Trump’s budget may not resonate with Congress, but as a new memo from the Democratic Super-PAC Priorities USA points out, it’s bound to resonate with voters in a way that could backfire on Republicans. Here’s why: The budget’s hallmark huge growth forecast, billions in border-wall funding, and deep cuts to entitlement spending are meant to play as muscular displays of commitment to two issues—border security and deficit reduction—that he’s failed to deliver on, while masking the cost of one he has, his tax cut.

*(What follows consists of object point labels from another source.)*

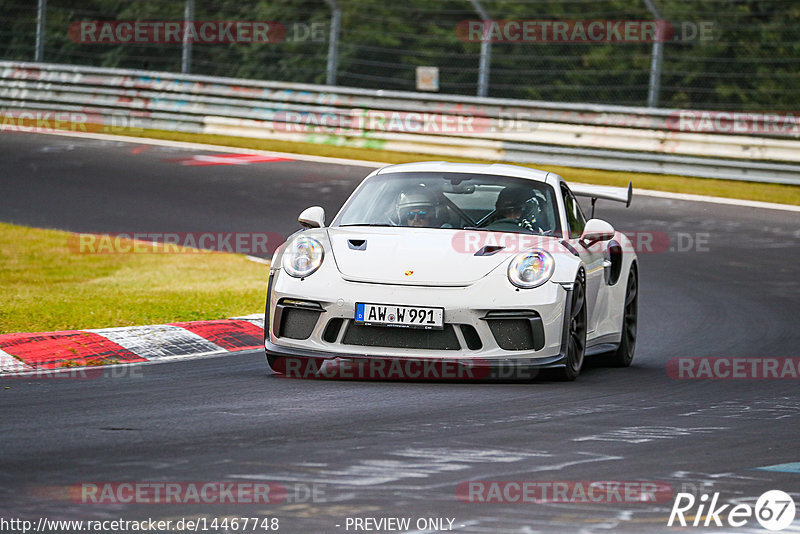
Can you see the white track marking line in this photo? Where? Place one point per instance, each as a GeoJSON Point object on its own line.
{"type": "Point", "coordinates": [159, 341]}
{"type": "Point", "coordinates": [9, 364]}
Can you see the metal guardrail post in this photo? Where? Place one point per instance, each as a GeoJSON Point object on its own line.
{"type": "Point", "coordinates": [486, 51]}
{"type": "Point", "coordinates": [655, 62]}
{"type": "Point", "coordinates": [186, 56]}
{"type": "Point", "coordinates": [41, 22]}
{"type": "Point", "coordinates": [333, 43]}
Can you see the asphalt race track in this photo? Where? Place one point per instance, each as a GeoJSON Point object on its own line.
{"type": "Point", "coordinates": [397, 449]}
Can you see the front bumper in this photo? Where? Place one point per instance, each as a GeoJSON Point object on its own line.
{"type": "Point", "coordinates": [471, 314]}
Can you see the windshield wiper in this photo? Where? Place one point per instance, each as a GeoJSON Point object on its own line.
{"type": "Point", "coordinates": [369, 224]}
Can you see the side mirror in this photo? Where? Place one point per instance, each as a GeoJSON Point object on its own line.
{"type": "Point", "coordinates": [597, 230]}
{"type": "Point", "coordinates": [313, 217]}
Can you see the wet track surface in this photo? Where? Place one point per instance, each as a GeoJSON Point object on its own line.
{"type": "Point", "coordinates": [391, 449]}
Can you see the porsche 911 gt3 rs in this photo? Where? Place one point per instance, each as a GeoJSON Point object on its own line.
{"type": "Point", "coordinates": [487, 265]}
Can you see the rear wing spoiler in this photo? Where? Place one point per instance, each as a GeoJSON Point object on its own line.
{"type": "Point", "coordinates": [617, 194]}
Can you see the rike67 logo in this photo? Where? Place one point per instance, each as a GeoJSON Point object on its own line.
{"type": "Point", "coordinates": [774, 510]}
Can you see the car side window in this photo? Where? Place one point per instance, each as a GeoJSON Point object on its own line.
{"type": "Point", "coordinates": [575, 219]}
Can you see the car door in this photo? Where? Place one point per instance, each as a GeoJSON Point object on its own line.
{"type": "Point", "coordinates": [591, 255]}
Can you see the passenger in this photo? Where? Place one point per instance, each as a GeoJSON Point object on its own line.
{"type": "Point", "coordinates": [510, 207]}
{"type": "Point", "coordinates": [417, 208]}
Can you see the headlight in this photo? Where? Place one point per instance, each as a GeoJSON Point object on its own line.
{"type": "Point", "coordinates": [531, 269]}
{"type": "Point", "coordinates": [302, 257]}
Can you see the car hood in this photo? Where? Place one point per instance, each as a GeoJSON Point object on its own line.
{"type": "Point", "coordinates": [413, 256]}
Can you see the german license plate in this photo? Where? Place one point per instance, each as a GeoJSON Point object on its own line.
{"type": "Point", "coordinates": [400, 316]}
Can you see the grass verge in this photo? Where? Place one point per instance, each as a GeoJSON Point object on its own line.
{"type": "Point", "coordinates": [778, 193]}
{"type": "Point", "coordinates": [48, 286]}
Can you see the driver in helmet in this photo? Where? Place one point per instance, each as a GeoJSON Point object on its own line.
{"type": "Point", "coordinates": [417, 208]}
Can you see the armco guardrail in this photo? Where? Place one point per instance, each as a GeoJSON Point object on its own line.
{"type": "Point", "coordinates": [581, 135]}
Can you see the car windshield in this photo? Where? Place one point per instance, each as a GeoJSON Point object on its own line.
{"type": "Point", "coordinates": [453, 200]}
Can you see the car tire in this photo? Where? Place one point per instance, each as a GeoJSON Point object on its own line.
{"type": "Point", "coordinates": [623, 356]}
{"type": "Point", "coordinates": [576, 343]}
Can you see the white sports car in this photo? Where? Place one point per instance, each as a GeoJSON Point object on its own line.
{"type": "Point", "coordinates": [479, 266]}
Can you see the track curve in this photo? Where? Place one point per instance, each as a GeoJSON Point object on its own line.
{"type": "Point", "coordinates": [378, 449]}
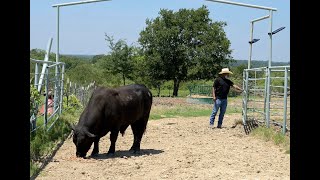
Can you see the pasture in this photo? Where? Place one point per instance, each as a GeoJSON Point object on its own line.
{"type": "Point", "coordinates": [178, 147]}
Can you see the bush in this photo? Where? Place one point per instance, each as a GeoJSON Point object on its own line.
{"type": "Point", "coordinates": [71, 104]}
{"type": "Point", "coordinates": [35, 100]}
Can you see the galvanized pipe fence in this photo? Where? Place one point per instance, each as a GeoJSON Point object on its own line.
{"type": "Point", "coordinates": [266, 96]}
{"type": "Point", "coordinates": [53, 81]}
{"type": "Point", "coordinates": [49, 80]}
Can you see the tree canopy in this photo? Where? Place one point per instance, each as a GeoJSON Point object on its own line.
{"type": "Point", "coordinates": [184, 45]}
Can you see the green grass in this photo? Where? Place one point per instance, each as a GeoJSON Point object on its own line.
{"type": "Point", "coordinates": [269, 134]}
{"type": "Point", "coordinates": [43, 143]}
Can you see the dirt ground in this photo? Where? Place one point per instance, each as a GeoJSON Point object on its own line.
{"type": "Point", "coordinates": [177, 148]}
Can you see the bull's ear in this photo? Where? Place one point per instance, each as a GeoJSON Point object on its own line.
{"type": "Point", "coordinates": [89, 134]}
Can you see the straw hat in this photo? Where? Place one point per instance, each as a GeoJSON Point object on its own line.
{"type": "Point", "coordinates": [225, 71]}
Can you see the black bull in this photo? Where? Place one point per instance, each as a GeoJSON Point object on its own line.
{"type": "Point", "coordinates": [113, 110]}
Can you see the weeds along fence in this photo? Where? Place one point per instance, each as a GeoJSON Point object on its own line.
{"type": "Point", "coordinates": [83, 93]}
{"type": "Point", "coordinates": [44, 111]}
{"type": "Point", "coordinates": [266, 97]}
{"type": "Point", "coordinates": [46, 93]}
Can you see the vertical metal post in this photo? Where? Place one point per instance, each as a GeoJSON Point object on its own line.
{"type": "Point", "coordinates": [46, 101]}
{"type": "Point", "coordinates": [250, 49]}
{"type": "Point", "coordinates": [265, 94]}
{"type": "Point", "coordinates": [57, 60]}
{"type": "Point", "coordinates": [270, 58]}
{"type": "Point", "coordinates": [268, 98]}
{"type": "Point", "coordinates": [36, 75]}
{"type": "Point", "coordinates": [61, 84]}
{"type": "Point", "coordinates": [285, 100]}
{"type": "Point", "coordinates": [269, 74]}
{"type": "Point", "coordinates": [246, 78]}
{"type": "Point", "coordinates": [44, 67]}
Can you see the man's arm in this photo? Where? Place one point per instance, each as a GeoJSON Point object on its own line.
{"type": "Point", "coordinates": [237, 88]}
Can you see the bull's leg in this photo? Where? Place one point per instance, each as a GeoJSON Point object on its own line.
{"type": "Point", "coordinates": [138, 129]}
{"type": "Point", "coordinates": [113, 139]}
{"type": "Point", "coordinates": [95, 150]}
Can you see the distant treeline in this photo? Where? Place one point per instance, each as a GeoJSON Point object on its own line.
{"type": "Point", "coordinates": [257, 63]}
{"type": "Point", "coordinates": [235, 63]}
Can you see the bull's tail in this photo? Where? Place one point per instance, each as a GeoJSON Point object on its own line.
{"type": "Point", "coordinates": [123, 129]}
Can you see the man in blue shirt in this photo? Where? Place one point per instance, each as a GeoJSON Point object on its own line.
{"type": "Point", "coordinates": [220, 91]}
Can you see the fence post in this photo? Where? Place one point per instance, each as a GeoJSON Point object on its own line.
{"type": "Point", "coordinates": [46, 101]}
{"type": "Point", "coordinates": [245, 98]}
{"type": "Point", "coordinates": [61, 84]}
{"type": "Point", "coordinates": [268, 98]}
{"type": "Point", "coordinates": [285, 101]}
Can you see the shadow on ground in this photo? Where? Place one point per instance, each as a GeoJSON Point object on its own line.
{"type": "Point", "coordinates": [127, 154]}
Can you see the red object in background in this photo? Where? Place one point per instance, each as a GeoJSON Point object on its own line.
{"type": "Point", "coordinates": [50, 107]}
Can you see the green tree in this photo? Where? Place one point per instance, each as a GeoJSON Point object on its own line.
{"type": "Point", "coordinates": [184, 45]}
{"type": "Point", "coordinates": [120, 60]}
{"type": "Point", "coordinates": [84, 74]}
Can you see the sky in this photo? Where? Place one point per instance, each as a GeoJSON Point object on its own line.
{"type": "Point", "coordinates": [83, 27]}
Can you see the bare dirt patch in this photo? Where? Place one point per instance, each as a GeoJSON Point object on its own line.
{"type": "Point", "coordinates": [177, 148]}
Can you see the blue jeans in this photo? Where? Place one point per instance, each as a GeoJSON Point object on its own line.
{"type": "Point", "coordinates": [219, 104]}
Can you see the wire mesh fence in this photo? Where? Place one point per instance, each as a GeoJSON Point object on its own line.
{"type": "Point", "coordinates": [266, 96]}
{"type": "Point", "coordinates": [46, 93]}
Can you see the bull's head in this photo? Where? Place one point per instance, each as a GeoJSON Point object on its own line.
{"type": "Point", "coordinates": [83, 140]}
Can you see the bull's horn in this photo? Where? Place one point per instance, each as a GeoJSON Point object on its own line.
{"type": "Point", "coordinates": [88, 133]}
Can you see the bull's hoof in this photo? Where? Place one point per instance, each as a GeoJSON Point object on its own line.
{"type": "Point", "coordinates": [94, 154]}
{"type": "Point", "coordinates": [134, 151]}
{"type": "Point", "coordinates": [110, 154]}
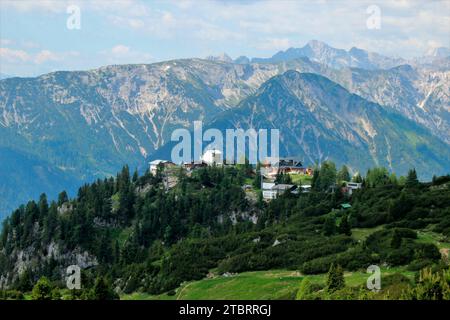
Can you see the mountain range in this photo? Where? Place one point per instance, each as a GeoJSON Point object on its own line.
{"type": "Point", "coordinates": [63, 128]}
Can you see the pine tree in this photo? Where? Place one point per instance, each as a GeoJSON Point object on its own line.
{"type": "Point", "coordinates": [102, 290]}
{"type": "Point", "coordinates": [411, 179]}
{"type": "Point", "coordinates": [42, 290]}
{"type": "Point", "coordinates": [62, 198]}
{"type": "Point", "coordinates": [344, 226]}
{"type": "Point", "coordinates": [304, 290]}
{"type": "Point", "coordinates": [335, 278]}
{"type": "Point", "coordinates": [343, 174]}
{"type": "Point", "coordinates": [329, 226]}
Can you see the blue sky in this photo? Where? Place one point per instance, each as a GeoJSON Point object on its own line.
{"type": "Point", "coordinates": [34, 37]}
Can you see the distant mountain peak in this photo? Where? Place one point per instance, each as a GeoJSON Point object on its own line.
{"type": "Point", "coordinates": [223, 57]}
{"type": "Point", "coordinates": [321, 52]}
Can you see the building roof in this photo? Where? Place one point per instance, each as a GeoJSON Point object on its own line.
{"type": "Point", "coordinates": [158, 161]}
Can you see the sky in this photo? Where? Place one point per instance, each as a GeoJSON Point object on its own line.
{"type": "Point", "coordinates": [41, 36]}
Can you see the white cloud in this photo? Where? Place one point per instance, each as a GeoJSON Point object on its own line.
{"type": "Point", "coordinates": [11, 55]}
{"type": "Point", "coordinates": [44, 56]}
{"type": "Point", "coordinates": [274, 44]}
{"type": "Point", "coordinates": [124, 54]}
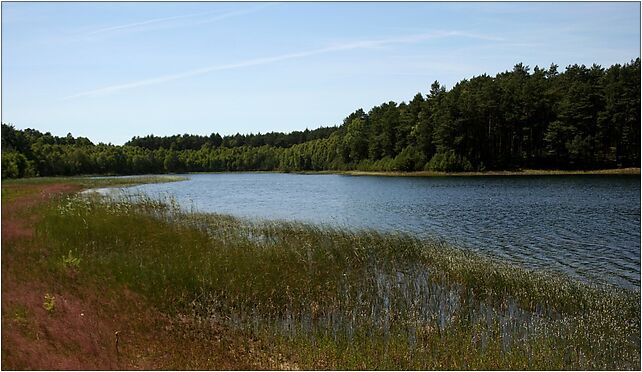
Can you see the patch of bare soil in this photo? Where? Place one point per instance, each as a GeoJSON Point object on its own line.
{"type": "Point", "coordinates": [89, 327]}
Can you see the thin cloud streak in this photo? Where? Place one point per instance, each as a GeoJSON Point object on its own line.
{"type": "Point", "coordinates": [137, 25]}
{"type": "Point", "coordinates": [365, 44]}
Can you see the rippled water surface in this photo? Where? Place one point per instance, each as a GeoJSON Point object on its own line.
{"type": "Point", "coordinates": [586, 226]}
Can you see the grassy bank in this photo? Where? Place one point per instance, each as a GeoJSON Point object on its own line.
{"type": "Point", "coordinates": [300, 296]}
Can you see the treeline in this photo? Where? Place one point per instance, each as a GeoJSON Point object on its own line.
{"type": "Point", "coordinates": [585, 117]}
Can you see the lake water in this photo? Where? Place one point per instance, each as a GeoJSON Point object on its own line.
{"type": "Point", "coordinates": [585, 226]}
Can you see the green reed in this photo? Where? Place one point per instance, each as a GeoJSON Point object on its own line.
{"type": "Point", "coordinates": [338, 299]}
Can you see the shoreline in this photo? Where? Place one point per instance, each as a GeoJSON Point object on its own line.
{"type": "Point", "coordinates": [523, 172]}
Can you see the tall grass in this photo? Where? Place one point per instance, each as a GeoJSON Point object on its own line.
{"type": "Point", "coordinates": [328, 298]}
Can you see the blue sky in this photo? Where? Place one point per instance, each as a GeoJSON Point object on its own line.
{"type": "Point", "coordinates": [110, 71]}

But the math required to balance Trump’s budget and offset the revenue-draining effects of his tax cut entails spending $845 billion less on Medicare and another $25 billion less on Social Security over the next decade, things he vowed never to do while he was running for president. “Save Medicare, Medicaid, and Social Security without cuts,” Trump said in 2015. “Have to do it.” Trump’s promise to protect these programs was popular and set him apart from the other Republican contenders.

His reversal is unpopular.

“Our post-election polling in November 2018 found that a plan to cut Social Security and Medicare to pay for Trump’s tax cuts for the wealthy” was the top concern among new Democratic voters—and also for voters who supported Trump in 2016 and then changed camps in the 2018 midterms, the Priorities USA memo notes. “Trump’s budget does exactly that.”

It’s always wise to take partisan polls with a grain of salt. But there’s a good reason to believe that the Priorities USA poll is accurate: an internal GOP poll last fall leaked to me and my colleague, Sahil Kapur, found exactly the same thing. That study, conducted in September for the Republican National Committee, found that Americans worried the tax law would prompt cuts in Social Security and Medicare, leading “most voters [to] believe that the GOP wants to cut back on these programs in order to provide tax breaks for corporations and the wealthy.” 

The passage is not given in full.